Good morning, and here’s what’s “out there” about the Seahawks one day after their 58-0 performance over the Arizona Cardinals at CenturyLink Field.
Danny O’Neil of the Seattle Times has his game story from Sunday, “The Seahawks are 8-5, assuring they won’t finish with a losing record for a fifth successive season. And this time, Seattle found a way to win without any doubts. ‘We’ve been having a lot of close battles this whole year,’ safety Earl Thomas said. ‘It just feels great when you get a win and you don’t really have to fight. We just stayed disciplined the whole game and really didn’t give them any life.’ ”
Jerry Brewer of the Seattle Times highlights the play of cornerback Richard Sherman and the Seahawks defense in Sunday’s win, “This was the kind of performance the Seahawks defense needed after several weeks of struggles. They didn’t hemorrhage yards and then save themselves with turnovers. They shut down the Cardinals completely. Arizona gained 154 yards, compared to the Seahawks’ season-high 493. The Cardinals never really threatened to score. ‘It was unbelievable,’ Sherman said. ‘It was a total team effort.’ ”
Steve Kelley of the Seattle Times has his reaction after Sunday’s rout, “There is something special about this team. It has a certain resolve and an ability to move past a bad loss. For more than three months now, the Hawks have shown their resilience. They’re deep, talented and hungry. ‘Our resolve is embodied in our quarterback (Russell Wilson),’ [Michael] Robinson said. ‘Everything was going against him. He was too short. He couldn’t play in this league. Whatever the case may be. He keeps proving the critics wrong. And people tell us we can’t win on the road. People tell us we can’t beat some of the elite teams. Hopefully we’re trying to prove all that wrong. But we don’t want to think about the big picture right now. We want to finish and then look back and say, ‘Wow, look at what we just did.’ ‘ Fifty-eight to nothing. Wow, look at what the Seahawks just did. And look at all that still is possible for them.”
Eric Williams of the Tacoma News Tribune recaps Sunday’s 58-0 Seahawks victory, “The Seahawks are now 6-0 at home — two wins away from going 8-0 at home for the first time since the team’s Super Bowl season in 2005. Seattle players aren’t taking the way they played for granted. ‘It shows us when we finish (a) game, and when we finish plays and we work all the way through the whistle, good things happen — for whatever reason,’ fullback Michael Robinson said. ‘And we have to keep it up. We’re in finish mode right now — fourth quarter.’ Added safety Earl Thomas: ‘It’s just a stepping stone. I think we’re getting hot at the right time. It’s getting late in the season, and we’re ready for this push to the playoffs.’ ”

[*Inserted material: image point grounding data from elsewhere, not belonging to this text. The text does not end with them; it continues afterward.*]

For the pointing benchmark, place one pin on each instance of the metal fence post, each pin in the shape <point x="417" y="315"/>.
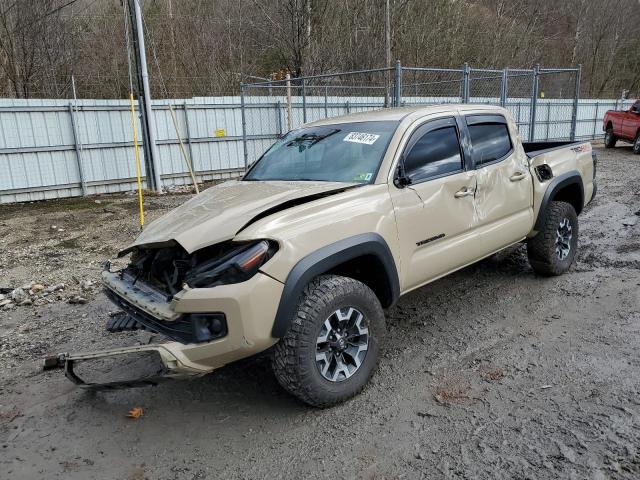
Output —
<point x="244" y="128"/>
<point x="289" y="108"/>
<point x="576" y="98"/>
<point x="188" y="132"/>
<point x="465" y="82"/>
<point x="304" y="102"/>
<point x="326" y="108"/>
<point x="278" y="119"/>
<point x="397" y="89"/>
<point x="504" y="87"/>
<point x="534" y="103"/>
<point x="76" y="142"/>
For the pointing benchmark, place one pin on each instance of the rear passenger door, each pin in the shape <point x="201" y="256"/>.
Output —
<point x="504" y="192"/>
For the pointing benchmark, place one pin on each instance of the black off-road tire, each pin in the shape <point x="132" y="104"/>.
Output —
<point x="294" y="356"/>
<point x="542" y="249"/>
<point x="609" y="138"/>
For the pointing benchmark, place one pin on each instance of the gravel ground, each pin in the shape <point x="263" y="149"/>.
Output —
<point x="489" y="373"/>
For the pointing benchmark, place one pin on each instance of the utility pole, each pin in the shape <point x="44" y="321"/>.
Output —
<point x="151" y="156"/>
<point x="387" y="42"/>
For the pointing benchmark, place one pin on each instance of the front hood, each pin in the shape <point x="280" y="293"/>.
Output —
<point x="218" y="213"/>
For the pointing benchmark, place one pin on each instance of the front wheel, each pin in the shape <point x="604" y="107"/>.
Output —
<point x="331" y="349"/>
<point x="552" y="250"/>
<point x="609" y="138"/>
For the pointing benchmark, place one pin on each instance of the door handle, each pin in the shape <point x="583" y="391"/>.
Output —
<point x="464" y="192"/>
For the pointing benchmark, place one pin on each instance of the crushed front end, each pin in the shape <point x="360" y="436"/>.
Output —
<point x="213" y="305"/>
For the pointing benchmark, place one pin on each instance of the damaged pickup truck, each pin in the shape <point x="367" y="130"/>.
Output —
<point x="332" y="225"/>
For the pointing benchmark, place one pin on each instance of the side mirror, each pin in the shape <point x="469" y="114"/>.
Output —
<point x="401" y="180"/>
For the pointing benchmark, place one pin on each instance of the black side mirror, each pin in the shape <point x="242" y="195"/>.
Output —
<point x="401" y="179"/>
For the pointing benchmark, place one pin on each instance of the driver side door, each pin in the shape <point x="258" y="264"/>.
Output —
<point x="435" y="211"/>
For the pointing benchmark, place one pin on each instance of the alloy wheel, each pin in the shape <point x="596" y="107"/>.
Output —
<point x="563" y="239"/>
<point x="342" y="344"/>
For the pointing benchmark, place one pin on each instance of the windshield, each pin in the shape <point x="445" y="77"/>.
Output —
<point x="344" y="152"/>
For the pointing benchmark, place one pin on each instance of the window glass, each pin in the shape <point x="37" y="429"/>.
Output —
<point x="490" y="142"/>
<point x="344" y="152"/>
<point x="436" y="153"/>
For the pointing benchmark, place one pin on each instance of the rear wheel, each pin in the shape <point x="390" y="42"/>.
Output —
<point x="552" y="250"/>
<point x="331" y="349"/>
<point x="609" y="138"/>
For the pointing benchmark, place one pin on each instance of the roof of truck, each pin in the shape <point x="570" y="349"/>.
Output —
<point x="399" y="113"/>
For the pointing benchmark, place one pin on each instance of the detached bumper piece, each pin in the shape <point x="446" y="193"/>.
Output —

Williams also writes about rookie running back Robert Turbin’s day, “Turbin finished with 20 carries for 108 yards, the first time he topped the 100-yard mark in his pro career. ‘It really helped a lot,’ Turbin said. ‘To finally not just get flashes of carries here and there, but to just get consecutive carries and get a feel for the defense for my own self. That’s a lot of what Marshawn does. You guys talk about that all time — he doesn’t break a lot of his big runs until the second half. Well, that’s a part of him feeling the game. And I was able to kind of feel the game myself.’ ”
Dave Boling of the Tacoma News Tribune says the Seahawks’ saw their “next man up” philosophy pay dividends on Sunday, “[Walter] Thurmond was a little down on himself for not getting an interception on his dramatic tipped ball, but credited Wagner with a nice return. He was in no way rusty in his first start this season, he said, and he was not in the least surprised by the play of the young apprentices who were thrust into action. ‘We’ve got a lot of depth,’ Thurmond said, explaining that the results of this have benefits in practice as well as in games. ‘We’ve got a lot of competition every day in practice; that’s why we get better every week. And then when we get in game situations, we can capitalize and make plays.’ ”
John McGrath of the Tacoma News Tribune details Sherman’s heroics on Sunday, “When the pummeling got to the point of wishing the NFL had a mercy rule for blowouts, Sherman even danced while on the bench. By that time the score was 51-0, and another afternoon — two interceptions, three passes defended, a fumble recovery and too many gesticulations to count — was in the books for the Seahawks’ Most Voluble Player. ‘Richard Sherman is a little bit crazy; everybody knows that,’ safety Earl Thomas, Sherman’s ‘Legion of Boom’ colleague, said in the Seahawks locker room. ‘But he’s a hell of a player. I’m glad he’s on our team.’ ”
Ryan Divish of the Tacoma News Tribune notes that tight end Anthony McCoy’s dropped passes seem to be in the past, “McCoy appeared in two games in 2010 and didn’t make a catch. Last season, he played in all 16 games, making 13 catches for 146 yards. But it was the catches he didn’t make that were the problem. McCoy had a habit of dropping passes. ‘I have grown a lot from my first year,’ McCoy said, crediting former teammates John Carlson and Chris Baker and current teammates Zach Miller and Cameron Morrah with helping him. ‘I made a lot of mistakes, a lot of dropped balls, and it’s something I really harped on in the offseason, and I think I fixed it for the most part.’ It seems that way. McCoy has 16 catches for 236 yards and two touchdowns, and has one drop this season. ‘He has so much speed and so much ability,’ Wilson said. ‘He’s like a receiver in terms of the way he runs.’ ”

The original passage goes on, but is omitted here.